Despite an impetus to return to normal, the legacy of home and hybrid working will linger on well into next year with less than one in two returning to a traditional office by December, according to Hitachi Capital Business Finance which spoke to 1,464 small business owners.
The research revealed significant regional variations, with some favouring the more cautious and familiar approach of home or hybrid whilst others were eager to return to pre-pandemic bustling offices. This is what they found:
Scotland currently tops the nation with the highest percentage of people either home or hybrid working (63% vs 58% national average). Whilst this figure is due to fall quite significantly by the end of this year (46%), it is still true to say that there will remain more small business employees sticking to the new methods of working that emerged as a consequence of the pandemic than those returning to the office.
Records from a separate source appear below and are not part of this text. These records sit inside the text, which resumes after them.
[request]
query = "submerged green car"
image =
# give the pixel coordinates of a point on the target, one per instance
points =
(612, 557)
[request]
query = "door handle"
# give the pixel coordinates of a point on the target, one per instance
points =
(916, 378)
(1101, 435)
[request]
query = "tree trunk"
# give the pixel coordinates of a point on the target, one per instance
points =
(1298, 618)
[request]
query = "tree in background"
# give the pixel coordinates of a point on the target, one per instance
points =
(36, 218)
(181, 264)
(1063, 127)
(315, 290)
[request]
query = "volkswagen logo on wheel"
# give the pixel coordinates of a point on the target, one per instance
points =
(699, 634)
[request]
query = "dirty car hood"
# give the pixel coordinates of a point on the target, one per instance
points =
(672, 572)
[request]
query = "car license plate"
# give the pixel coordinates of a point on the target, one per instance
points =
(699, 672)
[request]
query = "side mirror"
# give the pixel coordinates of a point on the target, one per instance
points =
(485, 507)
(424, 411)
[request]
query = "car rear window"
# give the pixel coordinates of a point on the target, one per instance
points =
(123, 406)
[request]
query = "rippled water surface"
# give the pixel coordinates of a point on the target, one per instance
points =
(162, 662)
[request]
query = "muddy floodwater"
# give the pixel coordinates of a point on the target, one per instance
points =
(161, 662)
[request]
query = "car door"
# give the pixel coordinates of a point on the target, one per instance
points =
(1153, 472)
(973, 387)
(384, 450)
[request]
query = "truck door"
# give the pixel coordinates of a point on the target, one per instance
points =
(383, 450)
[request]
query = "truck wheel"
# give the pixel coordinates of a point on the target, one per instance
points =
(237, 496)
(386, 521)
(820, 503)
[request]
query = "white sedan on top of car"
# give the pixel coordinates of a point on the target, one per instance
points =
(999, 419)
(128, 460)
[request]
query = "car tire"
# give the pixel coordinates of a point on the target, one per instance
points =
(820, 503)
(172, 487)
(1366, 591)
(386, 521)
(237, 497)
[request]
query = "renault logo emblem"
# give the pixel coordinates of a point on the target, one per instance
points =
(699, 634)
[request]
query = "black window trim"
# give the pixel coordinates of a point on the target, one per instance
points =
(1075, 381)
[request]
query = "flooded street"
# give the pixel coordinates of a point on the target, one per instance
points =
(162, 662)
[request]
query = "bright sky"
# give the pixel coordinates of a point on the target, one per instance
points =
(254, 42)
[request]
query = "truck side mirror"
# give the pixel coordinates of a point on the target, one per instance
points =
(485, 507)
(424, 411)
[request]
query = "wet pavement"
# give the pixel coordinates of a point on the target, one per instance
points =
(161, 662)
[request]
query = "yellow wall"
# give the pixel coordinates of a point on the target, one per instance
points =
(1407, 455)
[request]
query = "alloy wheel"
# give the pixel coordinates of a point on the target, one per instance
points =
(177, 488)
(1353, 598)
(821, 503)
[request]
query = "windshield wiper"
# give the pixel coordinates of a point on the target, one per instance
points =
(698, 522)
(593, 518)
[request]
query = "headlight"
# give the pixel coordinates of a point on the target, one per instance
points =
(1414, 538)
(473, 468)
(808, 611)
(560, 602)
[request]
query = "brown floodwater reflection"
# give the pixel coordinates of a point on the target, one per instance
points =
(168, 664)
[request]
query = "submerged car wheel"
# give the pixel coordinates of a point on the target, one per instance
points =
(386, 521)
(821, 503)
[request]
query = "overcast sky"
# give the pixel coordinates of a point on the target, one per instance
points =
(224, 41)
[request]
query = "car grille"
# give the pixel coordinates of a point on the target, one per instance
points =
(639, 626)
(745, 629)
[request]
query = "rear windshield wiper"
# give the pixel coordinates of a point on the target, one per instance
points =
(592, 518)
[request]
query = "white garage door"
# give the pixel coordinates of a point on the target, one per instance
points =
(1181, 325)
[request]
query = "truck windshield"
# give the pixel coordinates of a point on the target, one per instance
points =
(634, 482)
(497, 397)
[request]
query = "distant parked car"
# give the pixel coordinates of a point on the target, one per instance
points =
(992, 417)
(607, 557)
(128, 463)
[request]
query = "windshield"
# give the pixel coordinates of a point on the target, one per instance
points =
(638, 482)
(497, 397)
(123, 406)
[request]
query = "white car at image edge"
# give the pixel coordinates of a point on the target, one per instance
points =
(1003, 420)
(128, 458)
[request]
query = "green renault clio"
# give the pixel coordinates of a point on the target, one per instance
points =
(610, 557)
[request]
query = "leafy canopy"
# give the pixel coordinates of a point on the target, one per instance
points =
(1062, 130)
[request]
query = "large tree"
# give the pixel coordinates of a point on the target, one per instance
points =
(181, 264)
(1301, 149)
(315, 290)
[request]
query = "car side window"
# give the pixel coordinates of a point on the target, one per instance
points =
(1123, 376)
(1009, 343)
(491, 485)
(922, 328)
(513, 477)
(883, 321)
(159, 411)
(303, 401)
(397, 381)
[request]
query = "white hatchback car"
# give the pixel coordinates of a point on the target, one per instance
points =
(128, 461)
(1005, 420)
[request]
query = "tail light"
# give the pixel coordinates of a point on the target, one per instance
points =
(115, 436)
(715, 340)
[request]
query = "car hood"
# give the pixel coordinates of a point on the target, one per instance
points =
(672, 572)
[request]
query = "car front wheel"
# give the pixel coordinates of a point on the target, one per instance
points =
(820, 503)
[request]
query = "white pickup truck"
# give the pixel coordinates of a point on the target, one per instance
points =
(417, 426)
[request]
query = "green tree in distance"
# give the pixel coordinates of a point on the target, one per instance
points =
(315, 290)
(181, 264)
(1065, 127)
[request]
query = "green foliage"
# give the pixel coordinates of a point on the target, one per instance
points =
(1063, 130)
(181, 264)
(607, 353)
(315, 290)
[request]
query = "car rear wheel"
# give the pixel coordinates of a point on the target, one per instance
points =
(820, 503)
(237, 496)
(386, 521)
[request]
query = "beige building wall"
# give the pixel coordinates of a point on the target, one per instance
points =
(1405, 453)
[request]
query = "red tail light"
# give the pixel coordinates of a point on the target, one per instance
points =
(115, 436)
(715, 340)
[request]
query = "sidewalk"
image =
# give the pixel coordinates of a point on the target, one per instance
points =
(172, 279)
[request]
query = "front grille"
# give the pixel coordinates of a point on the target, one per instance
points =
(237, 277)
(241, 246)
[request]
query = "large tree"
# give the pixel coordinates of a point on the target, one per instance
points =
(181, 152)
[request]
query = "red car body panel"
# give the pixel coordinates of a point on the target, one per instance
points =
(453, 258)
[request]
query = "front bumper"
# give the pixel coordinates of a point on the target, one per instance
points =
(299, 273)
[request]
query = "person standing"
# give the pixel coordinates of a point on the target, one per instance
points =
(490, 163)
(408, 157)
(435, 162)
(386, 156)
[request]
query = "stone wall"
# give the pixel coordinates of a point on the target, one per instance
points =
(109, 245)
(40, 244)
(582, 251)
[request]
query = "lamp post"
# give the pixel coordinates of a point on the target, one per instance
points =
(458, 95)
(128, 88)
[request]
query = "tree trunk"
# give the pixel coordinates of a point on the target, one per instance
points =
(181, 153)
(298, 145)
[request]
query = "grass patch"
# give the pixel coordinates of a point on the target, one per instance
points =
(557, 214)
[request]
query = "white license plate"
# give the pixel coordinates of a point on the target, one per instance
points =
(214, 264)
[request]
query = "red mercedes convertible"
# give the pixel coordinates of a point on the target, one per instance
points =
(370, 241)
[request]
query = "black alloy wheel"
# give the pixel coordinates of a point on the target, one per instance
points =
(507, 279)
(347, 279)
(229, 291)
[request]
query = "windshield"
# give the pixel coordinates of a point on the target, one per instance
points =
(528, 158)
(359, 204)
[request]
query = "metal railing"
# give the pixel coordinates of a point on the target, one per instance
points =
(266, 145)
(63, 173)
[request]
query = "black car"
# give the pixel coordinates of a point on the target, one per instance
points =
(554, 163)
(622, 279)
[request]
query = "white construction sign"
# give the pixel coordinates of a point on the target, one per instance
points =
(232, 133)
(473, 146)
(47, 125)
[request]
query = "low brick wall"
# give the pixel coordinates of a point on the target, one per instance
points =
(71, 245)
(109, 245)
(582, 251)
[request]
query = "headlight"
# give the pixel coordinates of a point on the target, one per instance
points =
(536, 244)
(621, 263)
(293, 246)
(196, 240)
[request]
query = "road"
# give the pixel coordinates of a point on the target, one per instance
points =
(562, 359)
Going against the grain, Wales beats other locations as the region most keen to return to the office, with nearly half of their workers planning to revert to pre-pandemic work habits (49% vs 42%).
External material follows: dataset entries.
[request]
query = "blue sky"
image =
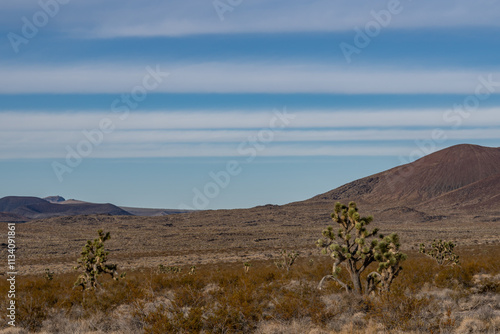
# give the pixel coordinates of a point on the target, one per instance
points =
(217, 104)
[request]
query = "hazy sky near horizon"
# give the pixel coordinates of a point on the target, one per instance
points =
(236, 103)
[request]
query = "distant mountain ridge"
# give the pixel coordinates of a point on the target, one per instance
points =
(24, 208)
(459, 181)
(449, 178)
(38, 208)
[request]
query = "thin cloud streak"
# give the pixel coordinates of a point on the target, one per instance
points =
(242, 78)
(249, 119)
(126, 18)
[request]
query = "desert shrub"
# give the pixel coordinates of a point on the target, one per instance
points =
(402, 311)
(286, 259)
(93, 260)
(441, 251)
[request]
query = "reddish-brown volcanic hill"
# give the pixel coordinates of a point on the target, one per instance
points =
(429, 177)
(477, 197)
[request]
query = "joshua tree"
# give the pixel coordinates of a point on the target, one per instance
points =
(350, 246)
(286, 259)
(93, 263)
(442, 252)
(389, 258)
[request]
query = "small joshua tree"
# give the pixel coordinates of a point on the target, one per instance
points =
(442, 252)
(93, 263)
(286, 260)
(389, 258)
(350, 247)
(49, 275)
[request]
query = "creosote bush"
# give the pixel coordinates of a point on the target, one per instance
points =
(286, 259)
(442, 252)
(93, 263)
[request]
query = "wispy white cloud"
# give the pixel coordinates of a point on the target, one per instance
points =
(119, 18)
(246, 119)
(241, 78)
(212, 134)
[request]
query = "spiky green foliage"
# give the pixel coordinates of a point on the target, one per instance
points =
(93, 263)
(246, 266)
(350, 245)
(286, 259)
(49, 275)
(442, 252)
(389, 258)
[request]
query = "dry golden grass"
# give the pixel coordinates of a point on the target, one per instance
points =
(223, 298)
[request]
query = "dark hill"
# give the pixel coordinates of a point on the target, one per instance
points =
(37, 208)
(429, 177)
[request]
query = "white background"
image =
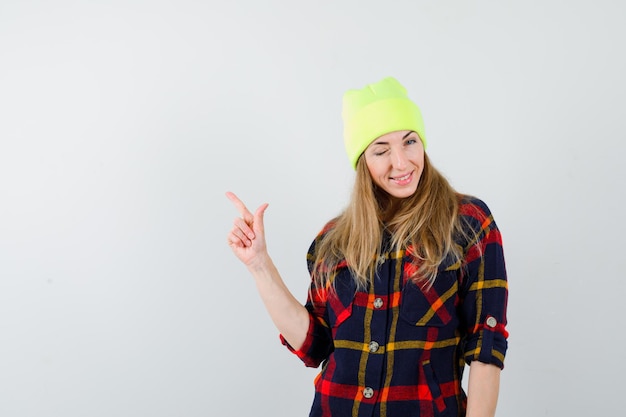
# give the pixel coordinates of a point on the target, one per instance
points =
(122, 124)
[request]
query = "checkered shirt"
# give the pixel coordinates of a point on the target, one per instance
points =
(397, 350)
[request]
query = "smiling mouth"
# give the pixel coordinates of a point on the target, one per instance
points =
(402, 178)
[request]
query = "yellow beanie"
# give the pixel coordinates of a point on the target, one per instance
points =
(375, 110)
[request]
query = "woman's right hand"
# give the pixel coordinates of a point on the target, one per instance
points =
(247, 237)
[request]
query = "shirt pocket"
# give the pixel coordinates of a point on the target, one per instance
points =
(434, 306)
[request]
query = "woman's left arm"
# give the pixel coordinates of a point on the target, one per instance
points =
(483, 388)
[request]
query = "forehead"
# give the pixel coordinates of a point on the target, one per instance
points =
(390, 137)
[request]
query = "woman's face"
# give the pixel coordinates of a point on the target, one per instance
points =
(395, 162)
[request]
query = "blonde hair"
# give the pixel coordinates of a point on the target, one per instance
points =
(426, 222)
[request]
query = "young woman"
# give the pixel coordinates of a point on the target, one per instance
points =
(408, 283)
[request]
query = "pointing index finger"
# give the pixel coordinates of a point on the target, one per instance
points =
(243, 210)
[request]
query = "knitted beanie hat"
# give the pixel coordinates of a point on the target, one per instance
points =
(375, 110)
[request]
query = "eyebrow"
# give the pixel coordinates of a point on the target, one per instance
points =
(387, 143)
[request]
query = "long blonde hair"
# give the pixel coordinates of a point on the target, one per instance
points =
(426, 222)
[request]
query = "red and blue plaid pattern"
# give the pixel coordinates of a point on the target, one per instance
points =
(397, 350)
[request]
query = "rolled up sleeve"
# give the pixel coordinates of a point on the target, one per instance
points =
(485, 290)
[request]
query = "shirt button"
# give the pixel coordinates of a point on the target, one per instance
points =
(492, 322)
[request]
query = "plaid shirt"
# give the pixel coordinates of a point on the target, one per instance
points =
(395, 350)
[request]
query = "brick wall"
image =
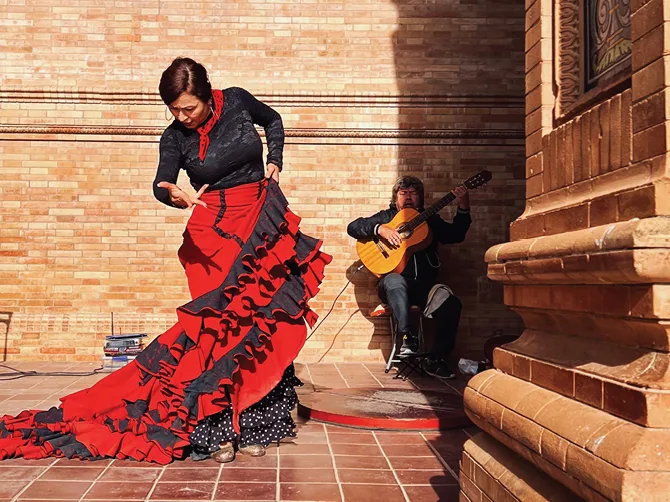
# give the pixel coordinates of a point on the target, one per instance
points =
(367, 90)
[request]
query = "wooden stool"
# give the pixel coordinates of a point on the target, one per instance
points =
(411, 363)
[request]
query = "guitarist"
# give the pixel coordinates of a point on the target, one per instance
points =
(414, 283)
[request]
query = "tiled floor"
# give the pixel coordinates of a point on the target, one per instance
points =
(324, 463)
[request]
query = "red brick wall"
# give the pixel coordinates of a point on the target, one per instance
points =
(367, 91)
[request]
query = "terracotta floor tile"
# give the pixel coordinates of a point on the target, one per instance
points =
(306, 461)
(309, 438)
(71, 474)
(307, 475)
(407, 450)
(305, 449)
(76, 462)
(19, 473)
(42, 462)
(432, 493)
(187, 474)
(360, 462)
(135, 465)
(56, 490)
(311, 492)
(367, 476)
(187, 463)
(391, 438)
(9, 489)
(129, 474)
(183, 491)
(369, 450)
(246, 491)
(348, 438)
(432, 477)
(372, 493)
(124, 491)
(257, 475)
(416, 463)
(309, 427)
(245, 461)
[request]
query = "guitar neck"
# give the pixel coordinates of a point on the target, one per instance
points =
(434, 209)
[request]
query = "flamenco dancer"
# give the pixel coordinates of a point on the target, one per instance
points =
(221, 380)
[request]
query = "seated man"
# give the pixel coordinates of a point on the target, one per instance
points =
(414, 283)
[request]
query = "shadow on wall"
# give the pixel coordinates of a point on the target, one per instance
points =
(460, 75)
(5, 322)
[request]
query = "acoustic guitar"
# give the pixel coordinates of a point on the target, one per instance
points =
(380, 258)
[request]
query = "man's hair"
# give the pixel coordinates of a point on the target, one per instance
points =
(403, 183)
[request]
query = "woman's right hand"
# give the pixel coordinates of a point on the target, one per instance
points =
(180, 198)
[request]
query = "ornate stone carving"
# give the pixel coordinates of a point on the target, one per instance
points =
(569, 81)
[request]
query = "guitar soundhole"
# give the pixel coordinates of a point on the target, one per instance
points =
(404, 233)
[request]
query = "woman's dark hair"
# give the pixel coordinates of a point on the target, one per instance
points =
(184, 75)
(405, 182)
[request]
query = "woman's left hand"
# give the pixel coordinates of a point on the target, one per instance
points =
(272, 172)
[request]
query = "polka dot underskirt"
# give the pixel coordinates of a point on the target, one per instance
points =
(265, 422)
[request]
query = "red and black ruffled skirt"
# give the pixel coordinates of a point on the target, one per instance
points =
(251, 273)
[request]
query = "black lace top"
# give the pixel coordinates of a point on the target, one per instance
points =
(235, 153)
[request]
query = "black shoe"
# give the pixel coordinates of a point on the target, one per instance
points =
(438, 369)
(410, 346)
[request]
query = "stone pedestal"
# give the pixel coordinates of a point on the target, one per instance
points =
(582, 399)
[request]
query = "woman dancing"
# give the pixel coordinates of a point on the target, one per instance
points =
(221, 380)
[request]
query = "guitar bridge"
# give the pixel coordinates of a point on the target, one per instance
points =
(381, 248)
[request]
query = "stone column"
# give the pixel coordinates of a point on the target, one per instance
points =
(579, 406)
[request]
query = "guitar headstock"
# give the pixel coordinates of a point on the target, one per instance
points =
(478, 180)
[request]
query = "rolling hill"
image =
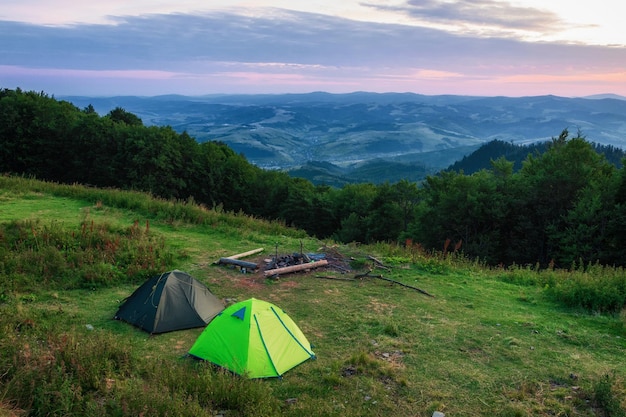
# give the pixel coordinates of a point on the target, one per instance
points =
(359, 132)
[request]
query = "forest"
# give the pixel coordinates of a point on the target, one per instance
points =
(561, 205)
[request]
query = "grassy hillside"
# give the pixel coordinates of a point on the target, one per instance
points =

many intend to get the best of both worlds by trialing a hybrid approach, allowing employees to harness the lessons learnt over the past year
Around a third of small businesses in Eastern England (35%) are planning a full return. In terms of remote working, whilst 63% of small businesses in the East currently favour this method, this will drop to just 52% by the end of this year (versus 41% national average).
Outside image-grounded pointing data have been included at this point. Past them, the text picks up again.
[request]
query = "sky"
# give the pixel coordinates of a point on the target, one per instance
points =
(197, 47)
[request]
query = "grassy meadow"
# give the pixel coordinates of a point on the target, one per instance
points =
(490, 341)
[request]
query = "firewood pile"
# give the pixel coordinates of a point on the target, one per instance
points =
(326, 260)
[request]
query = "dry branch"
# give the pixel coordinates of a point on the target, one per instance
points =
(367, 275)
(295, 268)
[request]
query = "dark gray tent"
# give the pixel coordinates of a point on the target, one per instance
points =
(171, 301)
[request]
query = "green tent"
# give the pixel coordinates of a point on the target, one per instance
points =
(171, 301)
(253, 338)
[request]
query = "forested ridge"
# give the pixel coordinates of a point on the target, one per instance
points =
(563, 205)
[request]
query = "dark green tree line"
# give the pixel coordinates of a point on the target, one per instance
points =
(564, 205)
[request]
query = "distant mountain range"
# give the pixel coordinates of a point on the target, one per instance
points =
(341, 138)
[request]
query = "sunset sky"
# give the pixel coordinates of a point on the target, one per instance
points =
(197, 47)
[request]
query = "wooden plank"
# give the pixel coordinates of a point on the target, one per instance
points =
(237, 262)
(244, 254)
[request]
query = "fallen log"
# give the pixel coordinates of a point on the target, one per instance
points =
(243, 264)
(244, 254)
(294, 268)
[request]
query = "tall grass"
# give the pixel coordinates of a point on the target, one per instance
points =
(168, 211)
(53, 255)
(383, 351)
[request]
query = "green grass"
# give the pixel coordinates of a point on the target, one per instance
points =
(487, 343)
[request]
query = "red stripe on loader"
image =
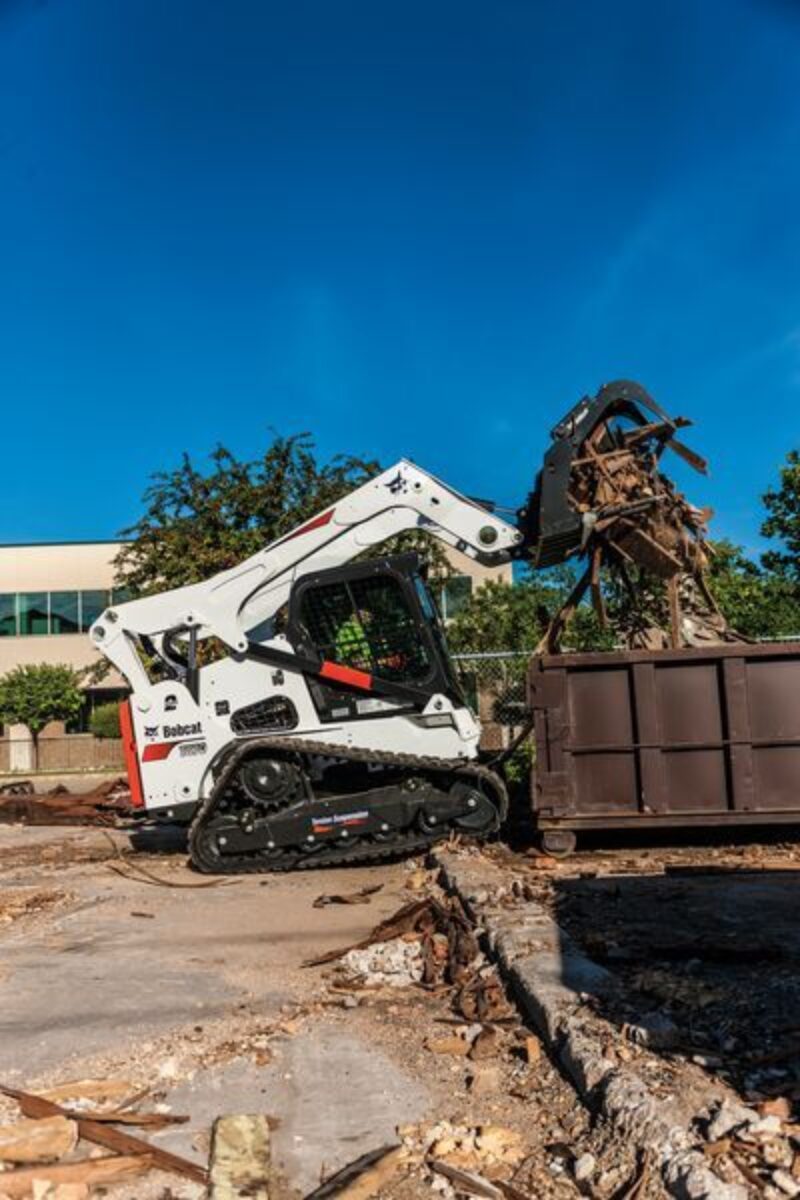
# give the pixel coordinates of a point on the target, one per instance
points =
(131, 757)
(349, 676)
(157, 750)
(317, 523)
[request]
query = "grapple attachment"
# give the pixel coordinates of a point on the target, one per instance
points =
(601, 474)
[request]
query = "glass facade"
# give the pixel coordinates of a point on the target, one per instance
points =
(31, 613)
(7, 616)
(65, 612)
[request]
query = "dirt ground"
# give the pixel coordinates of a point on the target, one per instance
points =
(197, 991)
(199, 994)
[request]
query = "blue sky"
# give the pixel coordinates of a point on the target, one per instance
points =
(419, 229)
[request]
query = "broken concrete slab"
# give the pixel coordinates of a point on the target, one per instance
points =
(553, 979)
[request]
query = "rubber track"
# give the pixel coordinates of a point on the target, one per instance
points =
(365, 852)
London, as the business centre of the UK, revealed some interesting data, with only two fifths of workers planning to return to an office by the end of this year. Regardless of the fact that there was a big increase in people returning to the workplace from now until December (24% to 41%), it goes to show the impact that the pandemic has had on businesses, with the amount of people planning remote or hybrid almost matching the traditional office figure (39% vs 41%).
And, despite hybrid working revealing itself as a popular option for many regions, the North East seem to have a preference for the other three methods – and, this will not change as we approach the end of the year and the end of the pandemic, with these percentages remaining relatively unchanged. This is against the grain of the nation at large, suggesting hybrid is not something that people have settled into.
Joanna Morris, Head of Insight, said: “Whilst some may be ready and eager to return to a bustling workplace setting, others may feel more comfortable and settled sticking with an approach that they have become accustomed to over the past year.
“It seems evident that many intend to get the best of both worlds by trialling a hybrid approach, allowing employees to harness the lessons learnt over the past year whilst also reconnecting with pre-pandemic working.
“It is important to never underestimate the impact these events can have on our small business community, and the nuances that exist between different locations in the UK.”